When purchasing a CO detector (or any alarm/detector) it is advisable to always check for the type of certification that has been awarded. Please browse our full range of Kitemarked marked CO detectors.

CO Detector Study Published

In September 2009 the Department for Communities and Local Government published a report that looked at deaths caused by carbon monoxide poisoning and the provision of CO detectors under the buildings regulations.

The report looked at the number of deaths per year caused as a result of carbon monoxide and how cost effective it would be to install carbon monoxide detectors to prevent these deaths.

There are various types of carbon monoxide detectors ranging from battery operated units, plug-ins and hard-wired CO alarms.
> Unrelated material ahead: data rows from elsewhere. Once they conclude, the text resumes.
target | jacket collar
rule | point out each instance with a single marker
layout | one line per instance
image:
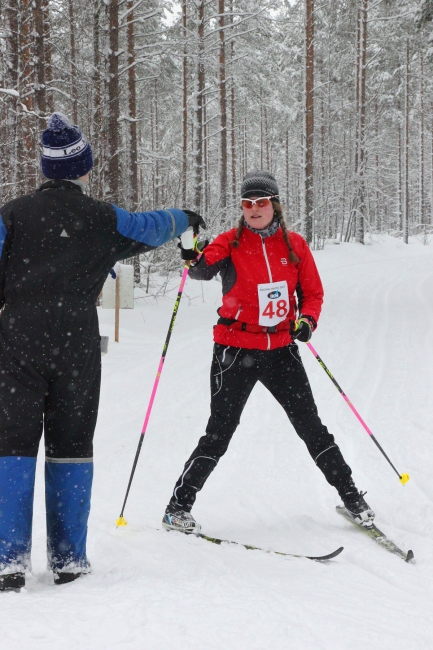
(265, 232)
(63, 183)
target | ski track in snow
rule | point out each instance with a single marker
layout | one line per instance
(161, 591)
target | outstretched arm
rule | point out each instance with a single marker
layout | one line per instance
(151, 228)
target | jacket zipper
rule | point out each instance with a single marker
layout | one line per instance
(270, 280)
(266, 260)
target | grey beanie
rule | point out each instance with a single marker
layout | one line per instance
(259, 183)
The life span of each type of unit was also taken into consideration throughout the study.

The conclusive recommendations of the study are that it is advisable to install a carbon monoxide detector and that the installation of such a unit is cost effective. This study also makes recommendations that boats and caravans that have combustion appliances should also install a carbon monoxide detector.

It is expected that the Buidling Regulations will shortly be updated to reflect these recommendations. We will keep you informed.